Anyone can claim to live in the house that God built, but few can say so with more conviction than the Schrader family.
Thanks to Habitat for Humanity--and the manual labor of 16 clergy leaders from different religions and denominations throughout Ventura County--the Schraders will soon have a spacious three-bedroom home in Thousand Oaks.
The pastors, ministers and rabbis volunteered Wednesday to pound nails, shovel dirt and do other handiwork as part of Habitat for Humanity of Ventura County's first "All Clergy Work Day."
In addition to working together for a good cause, the old-fashioned barn-raising effort gave the religious leaders the opportunity to meet one another--and form lasting bonds.
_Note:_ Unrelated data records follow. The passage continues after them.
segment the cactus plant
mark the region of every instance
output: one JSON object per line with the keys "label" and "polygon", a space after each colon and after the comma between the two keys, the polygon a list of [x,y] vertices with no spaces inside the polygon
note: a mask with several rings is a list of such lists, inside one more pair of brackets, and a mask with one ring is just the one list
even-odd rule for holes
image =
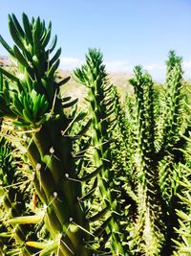
{"label": "cactus plant", "polygon": [[[17,74],[1,68],[9,79],[1,80],[1,116],[11,119],[18,131],[20,144],[33,168],[33,185],[44,205],[43,220],[52,240],[45,252],[60,255],[90,255],[86,243],[90,239],[89,222],[81,198],[81,182],[75,173],[73,157],[73,137],[69,126],[75,122],[66,115],[65,108],[76,101],[60,97],[60,86],[69,78],[56,81],[61,50],[53,55],[57,37],[51,46],[52,25],[23,14],[23,26],[14,14],[9,15],[10,32],[14,41],[11,48],[1,36],[2,45],[17,64]],[[22,131],[19,133],[19,131]],[[19,134],[25,134],[25,140]],[[58,143],[59,142],[59,143]],[[31,243],[30,244],[32,244]],[[49,252],[46,252],[48,250]],[[44,253],[44,254],[43,254]]]}

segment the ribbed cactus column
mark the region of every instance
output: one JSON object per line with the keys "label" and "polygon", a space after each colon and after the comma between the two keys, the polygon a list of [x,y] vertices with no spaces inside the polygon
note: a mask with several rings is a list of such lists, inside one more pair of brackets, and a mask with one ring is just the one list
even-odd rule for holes
{"label": "ribbed cactus column", "polygon": [[[154,113],[153,81],[141,67],[135,68],[135,78],[130,81],[134,86],[137,111],[137,175],[138,218],[135,245],[143,239],[145,255],[159,255],[162,243],[162,209],[159,173],[155,154],[156,118]],[[139,227],[138,227],[139,225]],[[135,233],[136,234],[136,233]],[[141,234],[141,235],[140,235]],[[139,241],[140,244],[142,244]],[[137,246],[137,245],[136,245]]]}
{"label": "ribbed cactus column", "polygon": [[112,85],[109,84],[102,54],[90,49],[86,55],[86,64],[74,72],[79,81],[89,88],[87,101],[90,104],[92,117],[93,145],[96,149],[94,160],[96,166],[102,166],[97,175],[97,190],[102,201],[102,212],[105,221],[95,234],[103,236],[103,244],[109,240],[113,255],[126,255],[122,246],[123,234],[118,226],[117,213],[117,193],[115,192],[115,175],[112,169],[112,129],[116,125],[113,121],[114,99]]}
{"label": "ribbed cactus column", "polygon": [[68,126],[74,120],[64,113],[74,102],[62,103],[59,94],[69,78],[60,82],[55,80],[61,54],[58,49],[53,55],[57,38],[48,46],[52,25],[46,28],[39,17],[30,22],[23,14],[22,27],[12,14],[9,26],[15,45],[11,48],[2,36],[0,40],[17,63],[18,72],[15,75],[0,69],[11,81],[2,85],[1,114],[11,118],[17,130],[26,135],[25,141],[20,137],[21,144],[33,167],[33,184],[44,204],[44,220],[53,242],[41,254],[91,255],[86,246],[89,223],[78,201],[81,183],[72,154],[73,138],[68,134]]}

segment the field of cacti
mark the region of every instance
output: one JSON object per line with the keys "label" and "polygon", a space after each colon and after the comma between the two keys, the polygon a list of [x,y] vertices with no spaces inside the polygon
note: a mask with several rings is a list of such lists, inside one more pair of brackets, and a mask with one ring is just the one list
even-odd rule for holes
{"label": "field of cacti", "polygon": [[[52,24],[9,15],[0,67],[0,255],[191,255],[191,103],[182,59],[159,87],[141,66],[119,96],[99,50],[59,79]],[[123,100],[121,100],[123,99]]]}

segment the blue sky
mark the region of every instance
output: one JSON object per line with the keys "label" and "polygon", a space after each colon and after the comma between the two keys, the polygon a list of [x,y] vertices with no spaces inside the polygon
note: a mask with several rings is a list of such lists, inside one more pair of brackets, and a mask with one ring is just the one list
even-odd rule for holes
{"label": "blue sky", "polygon": [[[62,47],[62,68],[74,68],[89,47],[100,48],[108,70],[141,64],[156,80],[165,74],[170,50],[183,57],[191,78],[191,0],[11,0],[0,5],[0,34],[12,44],[8,13],[25,12],[53,22]],[[0,55],[6,55],[0,46]]]}

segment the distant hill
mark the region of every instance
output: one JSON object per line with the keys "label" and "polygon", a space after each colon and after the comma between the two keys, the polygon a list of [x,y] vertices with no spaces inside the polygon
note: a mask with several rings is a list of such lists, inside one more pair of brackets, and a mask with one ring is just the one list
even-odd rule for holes
{"label": "distant hill", "polygon": [[[6,66],[9,68],[9,66],[12,68],[12,65],[6,56],[0,56],[0,66]],[[86,88],[84,85],[78,83],[74,76],[73,71],[69,70],[61,70],[59,69],[57,72],[58,80],[61,80],[62,78],[71,77],[70,81],[62,86],[62,93],[66,96],[72,96],[73,98],[78,98],[79,103],[83,102],[84,97],[86,96]],[[118,88],[119,93],[121,96],[123,96],[127,91],[132,91],[132,86],[129,85],[128,80],[130,78],[130,74],[128,73],[110,73],[109,79],[111,83],[114,85],[117,85]]]}

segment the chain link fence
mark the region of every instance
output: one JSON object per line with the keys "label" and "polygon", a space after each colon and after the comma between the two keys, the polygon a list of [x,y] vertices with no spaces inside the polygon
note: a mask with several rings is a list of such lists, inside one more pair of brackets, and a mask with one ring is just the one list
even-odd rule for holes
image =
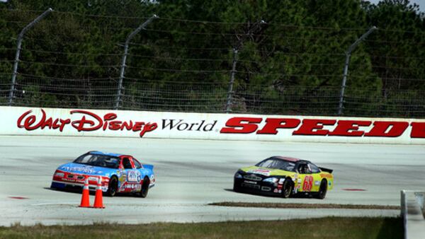
{"label": "chain link fence", "polygon": [[[120,89],[120,110],[225,112],[230,98],[232,112],[336,115],[344,49],[367,30],[327,29],[317,39],[306,40],[300,36],[303,33],[314,35],[310,32],[324,30],[291,26],[295,33],[246,33],[248,40],[241,43],[241,33],[224,35],[213,28],[190,32],[181,24],[177,26],[183,29],[170,25],[181,20],[159,18],[129,45],[125,74],[119,86],[122,42],[146,19],[125,18],[117,25],[100,16],[53,12],[23,37],[13,83],[16,37],[40,13],[1,13],[6,25],[13,30],[0,35],[0,105],[13,106],[112,110]],[[75,25],[61,28],[66,21]],[[187,25],[193,31],[208,23]],[[81,27],[86,32],[79,32]],[[112,35],[111,30],[120,34]],[[100,32],[104,38],[89,37],[93,32]],[[402,38],[405,33],[397,34],[408,41],[410,37]],[[197,37],[181,36],[188,34]],[[397,57],[373,55],[383,52],[376,50],[378,45],[385,44],[381,39],[391,34],[395,33],[378,30],[352,53],[343,116],[425,117],[425,57],[407,54],[402,49],[397,49],[402,53]],[[425,34],[421,34],[425,40]],[[276,37],[285,40],[268,45],[259,43],[256,36],[264,37],[261,41]],[[346,38],[341,49],[330,46]],[[235,45],[227,42],[232,40],[243,43],[237,59],[232,56]],[[312,40],[324,43],[315,49],[317,45],[309,45]],[[235,80],[230,91],[232,73]]]}

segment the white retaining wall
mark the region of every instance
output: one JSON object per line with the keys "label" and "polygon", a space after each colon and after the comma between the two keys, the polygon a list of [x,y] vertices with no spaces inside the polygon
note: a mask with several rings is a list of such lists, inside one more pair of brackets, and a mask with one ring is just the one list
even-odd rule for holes
{"label": "white retaining wall", "polygon": [[425,144],[425,120],[2,106],[0,135]]}

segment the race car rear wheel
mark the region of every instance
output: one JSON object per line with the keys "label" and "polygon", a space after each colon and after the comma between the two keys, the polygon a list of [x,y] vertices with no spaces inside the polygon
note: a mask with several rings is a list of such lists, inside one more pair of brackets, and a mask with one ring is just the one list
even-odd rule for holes
{"label": "race car rear wheel", "polygon": [[293,184],[290,179],[285,179],[285,182],[283,182],[283,187],[282,187],[282,197],[288,198],[290,197],[293,188]]}
{"label": "race car rear wheel", "polygon": [[233,192],[241,192],[241,187],[235,181],[233,181]]}
{"label": "race car rear wheel", "polygon": [[149,181],[147,177],[144,177],[143,179],[143,184],[142,185],[142,190],[139,193],[140,197],[146,197],[147,192],[149,192]]}
{"label": "race car rear wheel", "polygon": [[326,192],[327,192],[327,182],[326,180],[322,180],[320,183],[320,187],[319,188],[319,192],[316,194],[316,198],[323,199],[326,197]]}
{"label": "race car rear wheel", "polygon": [[110,177],[109,180],[109,184],[108,185],[108,191],[106,191],[106,194],[109,197],[114,197],[117,194],[117,191],[118,189],[118,179],[116,177],[113,176]]}

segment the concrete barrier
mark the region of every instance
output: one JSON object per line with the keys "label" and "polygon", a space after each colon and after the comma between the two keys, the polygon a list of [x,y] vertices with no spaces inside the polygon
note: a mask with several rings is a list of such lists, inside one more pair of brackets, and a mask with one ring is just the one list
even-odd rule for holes
{"label": "concrete barrier", "polygon": [[425,119],[3,106],[0,135],[425,144]]}
{"label": "concrete barrier", "polygon": [[425,192],[411,190],[401,192],[401,213],[404,223],[406,239],[425,238],[424,197]]}

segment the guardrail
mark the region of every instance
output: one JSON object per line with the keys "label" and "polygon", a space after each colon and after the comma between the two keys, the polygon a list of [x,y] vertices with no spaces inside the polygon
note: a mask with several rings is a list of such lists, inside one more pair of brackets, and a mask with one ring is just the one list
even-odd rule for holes
{"label": "guardrail", "polygon": [[404,238],[422,239],[425,236],[425,192],[402,190],[402,218]]}

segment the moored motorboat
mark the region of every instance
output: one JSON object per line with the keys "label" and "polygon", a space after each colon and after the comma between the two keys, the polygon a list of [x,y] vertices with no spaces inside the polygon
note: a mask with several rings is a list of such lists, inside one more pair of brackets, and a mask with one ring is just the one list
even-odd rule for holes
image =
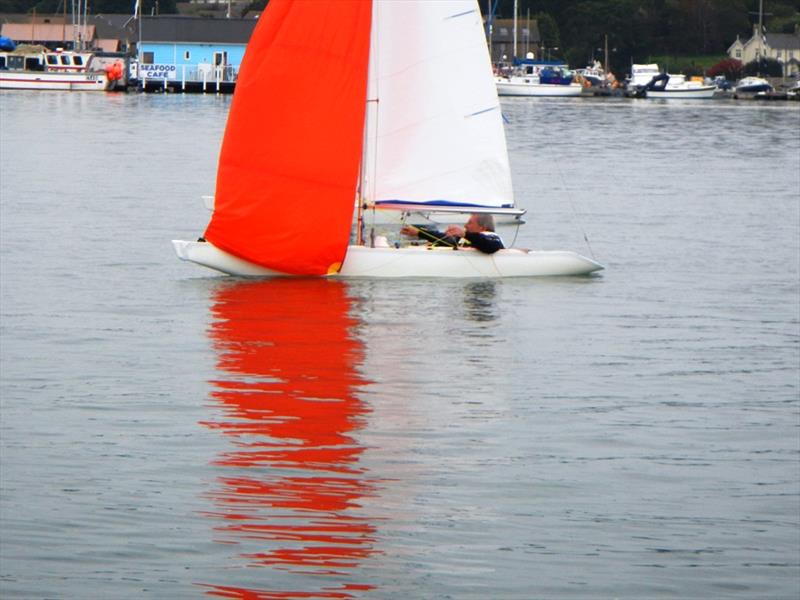
{"label": "moored motorboat", "polygon": [[542,83],[536,75],[512,75],[495,78],[498,96],[540,96],[569,98],[580,96],[583,86],[580,83],[556,84]]}
{"label": "moored motorboat", "polygon": [[737,94],[759,94],[773,90],[769,81],[762,77],[745,77],[736,84]]}
{"label": "moored motorboat", "polygon": [[559,66],[523,63],[507,75],[495,77],[498,96],[580,96],[583,86],[571,71]]}
{"label": "moored motorboat", "polygon": [[99,91],[123,76],[121,64],[97,66],[92,52],[18,46],[0,52],[0,89]]}
{"label": "moored motorboat", "polygon": [[685,75],[661,73],[645,86],[647,98],[696,100],[713,98],[717,91],[715,85],[704,85],[699,81],[687,80]]}

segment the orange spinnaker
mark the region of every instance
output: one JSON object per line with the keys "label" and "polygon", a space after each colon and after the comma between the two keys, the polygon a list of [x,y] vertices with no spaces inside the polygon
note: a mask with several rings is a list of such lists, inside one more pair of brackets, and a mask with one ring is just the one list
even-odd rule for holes
{"label": "orange spinnaker", "polygon": [[272,0],[247,46],[205,237],[269,269],[344,260],[363,146],[372,2]]}

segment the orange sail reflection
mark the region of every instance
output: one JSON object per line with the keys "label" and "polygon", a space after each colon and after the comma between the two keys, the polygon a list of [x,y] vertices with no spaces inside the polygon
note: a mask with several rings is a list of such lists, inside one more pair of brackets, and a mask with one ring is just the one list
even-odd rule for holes
{"label": "orange sail reflection", "polygon": [[210,337],[227,376],[212,382],[223,415],[203,425],[233,448],[214,461],[230,474],[218,479],[218,510],[208,516],[221,523],[220,542],[253,548],[240,555],[249,564],[332,580],[314,592],[207,586],[212,595],[348,598],[370,589],[341,581],[375,553],[375,527],[359,516],[376,482],[353,437],[369,411],[357,397],[367,382],[351,303],[346,284],[317,279],[215,290]]}

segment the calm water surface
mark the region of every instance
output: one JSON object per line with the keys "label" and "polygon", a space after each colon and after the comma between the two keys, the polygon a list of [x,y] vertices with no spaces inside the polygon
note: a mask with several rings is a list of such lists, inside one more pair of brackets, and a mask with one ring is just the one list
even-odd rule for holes
{"label": "calm water surface", "polygon": [[504,102],[495,282],[180,263],[228,107],[0,95],[3,598],[800,594],[796,104]]}

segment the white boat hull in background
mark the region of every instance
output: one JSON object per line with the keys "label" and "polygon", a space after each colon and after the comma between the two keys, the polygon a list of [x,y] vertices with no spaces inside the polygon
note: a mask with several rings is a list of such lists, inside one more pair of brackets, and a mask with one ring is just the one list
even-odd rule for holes
{"label": "white boat hull in background", "polygon": [[[181,260],[226,273],[245,277],[287,276],[242,260],[220,250],[209,242],[173,240],[175,253]],[[539,250],[500,250],[484,254],[472,249],[431,248],[367,248],[349,246],[344,264],[331,277],[439,277],[500,278],[589,275],[604,267],[575,252]]]}
{"label": "white boat hull in background", "polygon": [[647,98],[656,98],[656,99],[670,99],[670,100],[700,100],[700,99],[708,99],[713,98],[714,94],[717,91],[717,87],[714,85],[704,85],[700,87],[686,87],[680,89],[669,89],[667,87],[666,90],[647,90]]}
{"label": "white boat hull in background", "polygon": [[560,85],[555,83],[536,83],[520,80],[506,79],[498,77],[495,79],[498,96],[539,96],[539,97],[576,97],[583,92],[583,86],[579,83]]}
{"label": "white boat hull in background", "polygon": [[105,92],[110,87],[105,73],[0,71],[0,89],[3,90]]}

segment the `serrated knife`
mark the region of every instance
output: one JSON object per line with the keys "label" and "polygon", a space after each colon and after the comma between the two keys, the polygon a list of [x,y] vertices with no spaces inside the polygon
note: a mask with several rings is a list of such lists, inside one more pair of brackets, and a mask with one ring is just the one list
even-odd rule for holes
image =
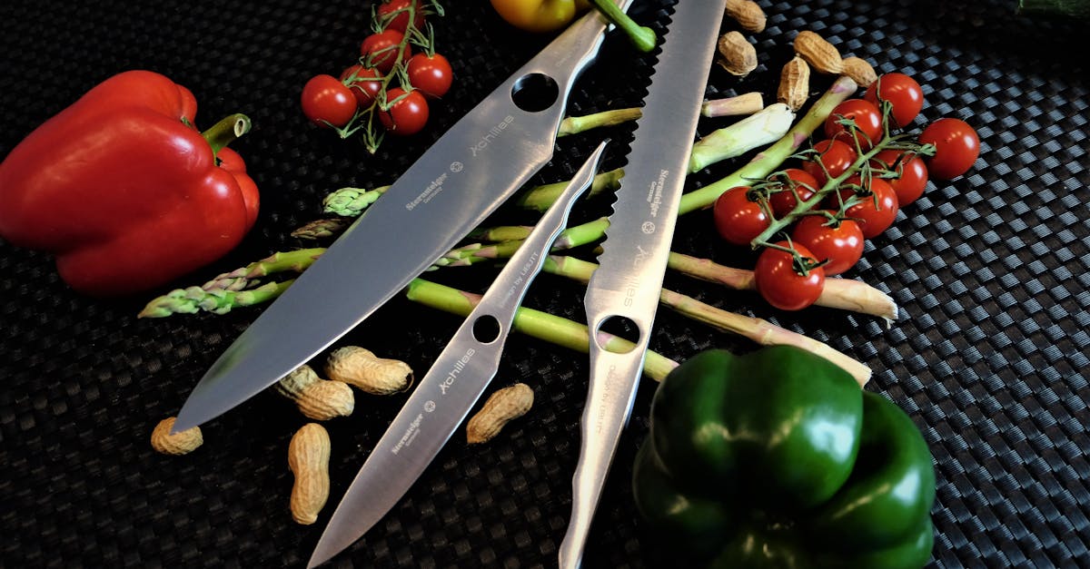
{"label": "serrated knife", "polygon": [[[627,10],[632,0],[615,1]],[[597,11],[582,16],[444,134],[220,355],[174,432],[233,409],[328,348],[540,170],[606,25]]]}
{"label": "serrated knife", "polygon": [[[559,549],[561,569],[582,562],[591,520],[632,410],[725,4],[725,0],[676,4],[637,122],[598,268],[588,284],[591,378],[572,479],[571,520]],[[634,328],[639,334],[634,349],[614,353],[597,343],[596,332],[608,322]]]}
{"label": "serrated knife", "polygon": [[572,204],[591,186],[605,144],[542,216],[393,417],[344,492],[308,568],[359,540],[401,500],[492,382],[516,311],[565,228]]}

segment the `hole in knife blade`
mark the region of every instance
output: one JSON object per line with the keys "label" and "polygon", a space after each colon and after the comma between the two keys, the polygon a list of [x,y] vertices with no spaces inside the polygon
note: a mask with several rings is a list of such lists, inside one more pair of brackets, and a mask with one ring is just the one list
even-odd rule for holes
{"label": "hole in knife blade", "polygon": [[544,73],[530,73],[514,81],[511,101],[526,112],[538,112],[552,107],[560,98],[560,87]]}
{"label": "hole in knife blade", "polygon": [[484,315],[473,322],[473,338],[481,343],[492,343],[499,338],[499,320],[495,316]]}
{"label": "hole in knife blade", "polygon": [[[605,319],[602,320],[602,324],[598,326],[597,331],[616,336],[618,338],[628,340],[633,344],[640,341],[640,327],[637,326],[631,318],[627,318],[625,316],[617,316],[617,315],[607,316]],[[616,346],[606,347],[603,344],[605,339],[602,338],[601,334],[594,335],[594,341],[597,342],[598,348],[602,348],[603,350],[608,350],[614,353],[628,353],[632,351],[632,349],[634,348],[634,346],[629,346],[628,349],[621,350]]]}

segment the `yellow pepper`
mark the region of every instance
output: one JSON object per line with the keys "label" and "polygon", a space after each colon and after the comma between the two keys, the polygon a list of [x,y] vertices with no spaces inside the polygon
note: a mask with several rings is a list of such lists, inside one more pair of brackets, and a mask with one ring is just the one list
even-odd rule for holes
{"label": "yellow pepper", "polygon": [[567,26],[590,4],[586,0],[492,0],[492,7],[519,29],[546,33]]}

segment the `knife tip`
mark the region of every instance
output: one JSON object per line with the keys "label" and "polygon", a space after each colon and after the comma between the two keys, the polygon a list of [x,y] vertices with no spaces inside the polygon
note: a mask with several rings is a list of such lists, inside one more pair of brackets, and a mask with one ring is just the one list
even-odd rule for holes
{"label": "knife tip", "polygon": [[208,421],[208,417],[196,416],[197,412],[194,410],[194,405],[189,404],[189,401],[182,405],[182,410],[178,412],[178,417],[174,419],[174,426],[171,427],[170,434],[175,435],[182,431],[189,431],[193,427],[201,426],[203,423]]}
{"label": "knife tip", "polygon": [[328,547],[324,546],[323,542],[324,540],[318,540],[318,545],[314,547],[311,559],[306,561],[306,569],[314,569],[337,555],[338,552],[328,552]]}

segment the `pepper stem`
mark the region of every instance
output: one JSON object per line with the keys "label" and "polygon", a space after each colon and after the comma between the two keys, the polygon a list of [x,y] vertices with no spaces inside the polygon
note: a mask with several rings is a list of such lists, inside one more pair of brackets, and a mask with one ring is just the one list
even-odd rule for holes
{"label": "pepper stem", "polygon": [[649,52],[655,49],[655,45],[658,44],[658,37],[655,35],[655,31],[647,26],[641,26],[637,24],[628,14],[626,14],[621,9],[617,8],[617,4],[613,0],[591,0],[594,8],[602,12],[606,20],[610,24],[621,28],[626,35],[628,35],[629,41],[643,52]]}
{"label": "pepper stem", "polygon": [[250,117],[237,112],[228,117],[223,117],[219,122],[213,124],[207,131],[201,133],[208,144],[211,145],[211,152],[214,154],[219,154],[219,150],[231,144],[235,138],[242,136],[250,132]]}

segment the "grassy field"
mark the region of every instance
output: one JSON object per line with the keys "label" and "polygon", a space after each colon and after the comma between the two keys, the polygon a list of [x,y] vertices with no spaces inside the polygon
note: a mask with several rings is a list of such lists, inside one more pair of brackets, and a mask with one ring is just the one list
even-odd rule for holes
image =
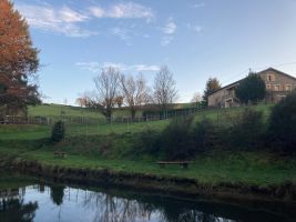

"Us clergy tend to do things separate, but things like this help us connect," said Phyllis Tyler-Wayman, pastor of the Ventura College United Methodist Church. "This is a good way to build community at a time when people are busy with cars and computers.
"Sometimes the clergy do a lot of intangible things, but this is physical labor," she added, taking a break from treating wood with a flame-retardant mixture. "This is concrete. We can see the results right away."
The event also gave the clergy a first-hand look at what Habitat for Humanity--a nonprofit effort gaining momentum in Ventura County--is all about.
"I heard it was a good-paying job," quipped Dennis Merritt, a minister at the Simi Valley Religious Science Center for Positive Living, nursing a badly blistered thumb from a morning of shoveling. "Other than lending a hand, this gives us a chance to see what Habitat for Humanity does so we can share it with our congregations."
Austin Coe, the local church relations chairman for Habitat for Humanity, came up with the idea of a clergy work day for Ventura County after reading about a similar event in a national newsletter. The response was so great that Habitat for Humanity is now planning another clergy work day May 22 in Oak View.
Sipping a Mountain Dew in the shade after a hard, sweaty morning, Bill Hendren, retired pastor of the Church of the Foothills in Ventura, said he felt good about his contribution to the Schrader family's life.
Just then, Debbie Schrader came by with a white tablecloth, asking Hendren and the other clergy to add their signatures for her, her husband and their three daughters to remember fondly during their future dinners.
"This is so great," said Schrader, a Thousand Oaks resident. "We've tried every [affordable] housing lottery that's come up in the past five years, and we've always come up empty. Now we're finally going to have a house of our own."